La normativa ISO 14067
Per tentare di ridurre al massimo l’incertezza nel calcolo della carbon footprint, e per limitare gli errori di misurazione, nel 2018 è stata pubblicata la normativa ISO 14067 che definisce gli standard internazionali di misurazione dell’impronta di carbonio.
L’approccio è quello della valutazione LCA (Life Cycle Assessment), che prende in considerazione tutto il ciclo di vita del bene o servizio
La cosa positiva di questo standard è che riesce a mettere a fuoco quali sono le fasi del ciclo produttivo di un prodotto (o della fruizione di un servizio) durante le quali vengono emessi più gas climalteranti. Ciò permette di capire quali sono i punti critici dei processi, per poterli migliorare senza stravolgere la produzione del bene o il servizio.

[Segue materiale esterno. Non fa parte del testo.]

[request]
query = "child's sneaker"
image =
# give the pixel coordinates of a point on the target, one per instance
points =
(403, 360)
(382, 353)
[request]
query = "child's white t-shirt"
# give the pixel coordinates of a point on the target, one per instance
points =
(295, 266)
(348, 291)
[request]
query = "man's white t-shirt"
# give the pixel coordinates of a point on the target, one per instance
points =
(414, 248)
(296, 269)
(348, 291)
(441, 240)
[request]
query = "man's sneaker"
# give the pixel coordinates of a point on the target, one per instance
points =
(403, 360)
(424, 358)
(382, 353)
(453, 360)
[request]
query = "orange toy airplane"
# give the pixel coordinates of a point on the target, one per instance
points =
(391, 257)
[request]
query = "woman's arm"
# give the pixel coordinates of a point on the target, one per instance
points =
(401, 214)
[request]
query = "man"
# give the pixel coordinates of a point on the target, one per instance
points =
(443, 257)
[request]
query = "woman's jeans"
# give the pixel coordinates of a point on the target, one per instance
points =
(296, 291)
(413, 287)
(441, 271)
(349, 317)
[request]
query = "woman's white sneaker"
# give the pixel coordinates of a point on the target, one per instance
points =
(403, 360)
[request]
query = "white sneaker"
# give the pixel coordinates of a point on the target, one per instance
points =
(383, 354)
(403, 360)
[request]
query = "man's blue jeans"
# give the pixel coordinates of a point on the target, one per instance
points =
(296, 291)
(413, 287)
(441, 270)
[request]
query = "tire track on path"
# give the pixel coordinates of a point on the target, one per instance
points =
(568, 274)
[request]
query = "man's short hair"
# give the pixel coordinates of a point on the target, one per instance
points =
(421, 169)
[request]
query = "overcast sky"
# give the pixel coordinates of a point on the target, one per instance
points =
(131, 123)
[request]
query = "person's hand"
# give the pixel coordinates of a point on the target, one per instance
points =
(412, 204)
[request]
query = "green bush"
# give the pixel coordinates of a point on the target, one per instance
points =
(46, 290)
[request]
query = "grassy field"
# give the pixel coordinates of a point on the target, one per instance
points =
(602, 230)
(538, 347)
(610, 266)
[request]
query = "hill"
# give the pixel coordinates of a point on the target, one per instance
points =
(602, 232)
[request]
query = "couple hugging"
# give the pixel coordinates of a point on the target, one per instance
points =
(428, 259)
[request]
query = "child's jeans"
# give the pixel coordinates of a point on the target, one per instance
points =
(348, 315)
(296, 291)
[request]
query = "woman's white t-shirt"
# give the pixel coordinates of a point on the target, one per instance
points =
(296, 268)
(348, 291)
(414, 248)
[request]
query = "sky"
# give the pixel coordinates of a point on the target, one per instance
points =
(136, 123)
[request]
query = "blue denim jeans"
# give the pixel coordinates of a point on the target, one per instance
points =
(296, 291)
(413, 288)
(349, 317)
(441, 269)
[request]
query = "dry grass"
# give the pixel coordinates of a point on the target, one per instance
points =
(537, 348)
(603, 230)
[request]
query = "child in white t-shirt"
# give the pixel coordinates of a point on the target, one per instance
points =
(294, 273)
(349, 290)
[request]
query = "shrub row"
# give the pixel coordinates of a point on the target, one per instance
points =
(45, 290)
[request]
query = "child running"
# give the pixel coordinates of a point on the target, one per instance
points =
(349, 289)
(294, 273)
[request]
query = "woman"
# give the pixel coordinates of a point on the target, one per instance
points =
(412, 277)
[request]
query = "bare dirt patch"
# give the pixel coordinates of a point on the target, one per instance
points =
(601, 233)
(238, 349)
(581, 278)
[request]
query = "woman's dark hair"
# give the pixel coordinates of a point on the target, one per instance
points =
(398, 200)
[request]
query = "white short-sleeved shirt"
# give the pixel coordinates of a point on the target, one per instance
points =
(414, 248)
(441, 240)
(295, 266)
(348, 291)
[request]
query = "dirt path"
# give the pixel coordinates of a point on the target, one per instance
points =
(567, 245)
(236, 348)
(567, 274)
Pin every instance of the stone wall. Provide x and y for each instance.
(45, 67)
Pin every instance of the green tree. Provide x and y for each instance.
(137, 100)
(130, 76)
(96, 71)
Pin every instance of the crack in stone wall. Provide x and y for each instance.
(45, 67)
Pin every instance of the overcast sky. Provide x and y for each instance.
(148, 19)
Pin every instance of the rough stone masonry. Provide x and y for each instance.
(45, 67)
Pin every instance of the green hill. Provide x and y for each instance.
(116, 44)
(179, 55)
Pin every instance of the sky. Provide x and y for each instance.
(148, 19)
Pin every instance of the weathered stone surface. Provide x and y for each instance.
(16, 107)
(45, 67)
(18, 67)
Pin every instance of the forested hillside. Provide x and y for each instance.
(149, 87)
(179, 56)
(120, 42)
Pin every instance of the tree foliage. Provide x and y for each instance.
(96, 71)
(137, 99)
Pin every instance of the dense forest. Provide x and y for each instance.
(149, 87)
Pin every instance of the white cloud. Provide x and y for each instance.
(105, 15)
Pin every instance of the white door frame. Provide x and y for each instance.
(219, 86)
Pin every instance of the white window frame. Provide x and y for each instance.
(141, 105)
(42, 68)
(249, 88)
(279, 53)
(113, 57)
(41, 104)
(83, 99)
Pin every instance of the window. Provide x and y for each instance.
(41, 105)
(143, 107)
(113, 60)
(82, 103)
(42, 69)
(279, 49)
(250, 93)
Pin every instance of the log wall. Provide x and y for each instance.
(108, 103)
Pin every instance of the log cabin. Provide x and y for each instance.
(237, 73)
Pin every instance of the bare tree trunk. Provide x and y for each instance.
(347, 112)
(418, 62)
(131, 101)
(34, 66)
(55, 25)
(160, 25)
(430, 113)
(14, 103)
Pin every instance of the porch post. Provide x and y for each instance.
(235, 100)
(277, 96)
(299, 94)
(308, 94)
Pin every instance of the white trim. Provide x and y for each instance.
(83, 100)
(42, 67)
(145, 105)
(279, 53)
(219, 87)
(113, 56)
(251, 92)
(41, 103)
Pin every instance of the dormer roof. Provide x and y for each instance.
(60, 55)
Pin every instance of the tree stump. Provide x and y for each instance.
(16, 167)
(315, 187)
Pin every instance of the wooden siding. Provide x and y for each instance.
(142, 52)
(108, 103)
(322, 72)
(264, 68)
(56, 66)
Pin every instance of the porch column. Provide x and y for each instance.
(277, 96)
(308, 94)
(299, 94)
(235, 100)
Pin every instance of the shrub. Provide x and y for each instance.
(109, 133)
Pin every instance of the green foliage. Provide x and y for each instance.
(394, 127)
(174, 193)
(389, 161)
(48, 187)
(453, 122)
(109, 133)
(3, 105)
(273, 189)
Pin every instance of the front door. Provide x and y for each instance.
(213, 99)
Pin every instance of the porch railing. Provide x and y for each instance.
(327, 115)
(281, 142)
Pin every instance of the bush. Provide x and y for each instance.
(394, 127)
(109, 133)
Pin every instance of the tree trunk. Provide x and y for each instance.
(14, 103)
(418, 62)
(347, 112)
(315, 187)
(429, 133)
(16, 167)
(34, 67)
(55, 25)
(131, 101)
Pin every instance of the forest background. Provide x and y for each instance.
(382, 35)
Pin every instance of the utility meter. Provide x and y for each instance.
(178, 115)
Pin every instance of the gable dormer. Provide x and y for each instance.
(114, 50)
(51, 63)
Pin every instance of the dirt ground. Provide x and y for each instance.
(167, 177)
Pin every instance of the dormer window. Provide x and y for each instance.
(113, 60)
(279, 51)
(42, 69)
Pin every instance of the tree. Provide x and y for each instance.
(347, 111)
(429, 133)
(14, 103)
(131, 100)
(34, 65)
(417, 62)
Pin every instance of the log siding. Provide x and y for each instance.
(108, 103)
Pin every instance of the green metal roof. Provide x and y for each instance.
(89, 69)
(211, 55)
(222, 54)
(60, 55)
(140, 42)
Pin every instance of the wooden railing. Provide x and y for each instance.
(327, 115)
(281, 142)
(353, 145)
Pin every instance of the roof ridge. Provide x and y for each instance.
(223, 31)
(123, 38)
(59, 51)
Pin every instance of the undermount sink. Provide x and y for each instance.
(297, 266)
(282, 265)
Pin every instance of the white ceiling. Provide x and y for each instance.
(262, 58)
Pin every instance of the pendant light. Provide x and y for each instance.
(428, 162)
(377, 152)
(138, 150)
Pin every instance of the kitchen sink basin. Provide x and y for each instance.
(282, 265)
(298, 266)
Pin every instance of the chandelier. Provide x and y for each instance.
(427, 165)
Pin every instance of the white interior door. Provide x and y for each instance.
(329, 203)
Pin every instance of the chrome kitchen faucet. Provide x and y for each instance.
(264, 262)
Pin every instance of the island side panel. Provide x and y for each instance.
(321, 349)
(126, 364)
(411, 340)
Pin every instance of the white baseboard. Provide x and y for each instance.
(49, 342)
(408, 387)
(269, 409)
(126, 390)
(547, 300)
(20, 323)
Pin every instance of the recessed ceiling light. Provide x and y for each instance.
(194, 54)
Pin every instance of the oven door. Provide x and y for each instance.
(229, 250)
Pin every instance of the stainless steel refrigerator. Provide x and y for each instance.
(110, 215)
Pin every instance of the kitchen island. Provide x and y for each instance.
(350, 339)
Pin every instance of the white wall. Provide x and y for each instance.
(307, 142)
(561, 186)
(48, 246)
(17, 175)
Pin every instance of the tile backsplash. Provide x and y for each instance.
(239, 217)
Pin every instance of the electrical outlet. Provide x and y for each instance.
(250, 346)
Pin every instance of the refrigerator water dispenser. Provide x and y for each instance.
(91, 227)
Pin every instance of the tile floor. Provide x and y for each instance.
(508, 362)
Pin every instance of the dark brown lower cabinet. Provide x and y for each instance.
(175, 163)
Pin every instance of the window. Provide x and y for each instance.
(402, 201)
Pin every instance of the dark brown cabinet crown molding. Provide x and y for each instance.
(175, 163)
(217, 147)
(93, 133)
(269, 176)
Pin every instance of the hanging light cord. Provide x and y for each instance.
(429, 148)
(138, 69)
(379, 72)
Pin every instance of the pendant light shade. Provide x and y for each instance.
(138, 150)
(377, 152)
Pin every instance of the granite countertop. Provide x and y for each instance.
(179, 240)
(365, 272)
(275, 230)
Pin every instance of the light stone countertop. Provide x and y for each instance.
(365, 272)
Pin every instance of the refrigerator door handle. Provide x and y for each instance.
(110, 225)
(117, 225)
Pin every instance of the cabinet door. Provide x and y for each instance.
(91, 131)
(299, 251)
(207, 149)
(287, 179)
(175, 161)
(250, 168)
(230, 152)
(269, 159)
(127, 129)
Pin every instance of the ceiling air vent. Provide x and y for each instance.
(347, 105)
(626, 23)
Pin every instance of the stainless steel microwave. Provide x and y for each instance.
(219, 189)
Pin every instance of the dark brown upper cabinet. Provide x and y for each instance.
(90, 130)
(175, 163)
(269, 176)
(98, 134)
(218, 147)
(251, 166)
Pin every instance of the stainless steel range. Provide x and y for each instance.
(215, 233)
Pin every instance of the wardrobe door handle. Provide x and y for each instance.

Come ridurre la carbon footprint
Alla luce di questa spiegazione di massima (per forza di cose incompleta e sommaria, ci perdonino i fisici e i chimici), è chiaro che le persone comuni non saranno mai in grado di calcolare la propria carbon footprint, se non in modo molto approssimativo.
Tanto basta, tuttavia, per fare delle scelte maggiormente attente ai cambiamenti climatici.
In qualunque modo venga prodotta l’energia che consumiamo, è chiaro che meno ne usiamo e meno CO2 emettiamo
In qualunque modo venga prodotta l’auto che usiamo, è chiaro che meno chilometri l’anno facciamo in auto (e più a piedi o con mezzi di trasporto collettivo) e meno emissioni produciamo.
Considerando le emissioni relative ai prodotti di uso quotidiano, e adottando il già citato approccio “dalla culla alla tomba” (che prende, cioè, in considerazione tutte le fasi di produzione del bene e il suo successivo smaltimento), è facile capire che cambiare auto ogni dieci anni ha un impatto minore sul clima rispetto a cambiarla ogni cinque anni.
E questo, molto probabilmente, anche se le auto prodotte cinque anni dopo hanno consumi di carburante molto minori: in soli cinque anni di periodo di vita, infatti, la fetta più grossa di carbon footprint è ancora derivante dalle emissioni generate durante la produzione dell’auto.